RCom is pinning its hopes on 3G spectrum in the metros, especially Delhi and Mumbai, where it competes with only Airtel and Vodafone. Singh says the limited number of players in the 3G market will work to RCom's advantage. In the coming months, it will try to grab most of the so-called churn subscribers, or people getting new connections. It is aiming to pick up 14 to 15 per cent market share of the additional revenue that telecom operators will generate.

Singh says when he joined he realised RCom was rich in assets, but did not have equivalent market share. "The execution capability of the company had to be moved up," he says. "The mandate from the parent is to enhance our significant capability in the market and get returns on the assets deployed."

Some experts say the recent telecom agreements suggest Anil Ambani is trying to make RCom more of a back-end provider to Reliance Jio. The telecom association member says investors are not happy - they feel RCom is getting a raw deal while Reliance Jio gets everything at a discount. "We consider the deal positive for RIL as it gives access to 45,000 towers, at a rental of Rs 15,000 per month, lower than the industry average of Rs 30,000 per month," says a Goldman Sachs report.

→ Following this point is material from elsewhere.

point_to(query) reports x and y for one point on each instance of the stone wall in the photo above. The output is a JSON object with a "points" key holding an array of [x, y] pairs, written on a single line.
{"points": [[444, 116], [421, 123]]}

But it makes business sense for Reliance Jio to tap RCom's existing tower network. Laying fibre is expensive, and 65 per cent of RCom's towers are already connected through optical fibre in the very places where Jio will provide broadband services. Singh says the tower-sharing arrangement is a win-win for both. "Sharing is the most common thing now, embraced very well between operators," he adds.

The agreement to share 45,000 towers is only enough for the first phase of fourth-generation high speed broadband services by Reliance Jio. It needs more than 100,000 towers to support fourth-generation Internet services. "The agreement provides for joint working arrangements (with RCom) to configure the scope of additional towers to be built at new locations to ensure deep penetration and seamless delivery of next generation services," says a Reliance Jio statement released after the deal.

It may still be too early to draw any conclusions about future arrangements. For now Anil Ambani has managed to reduce his company's debt and is getting the customer-facing business of 2G, 3G and CDMA on track. Is that good enough for MTN to pick up a stake in RCom? Will RCom become a backend support system for Reliance Jio while MTN runs the customer-facing businesses?

Singh laughingly dismisses these questions as market speculation. "What will I comment on this?" he says. "Every six months, I suddenly become the sexy lady on the floor who everyone wants to marry."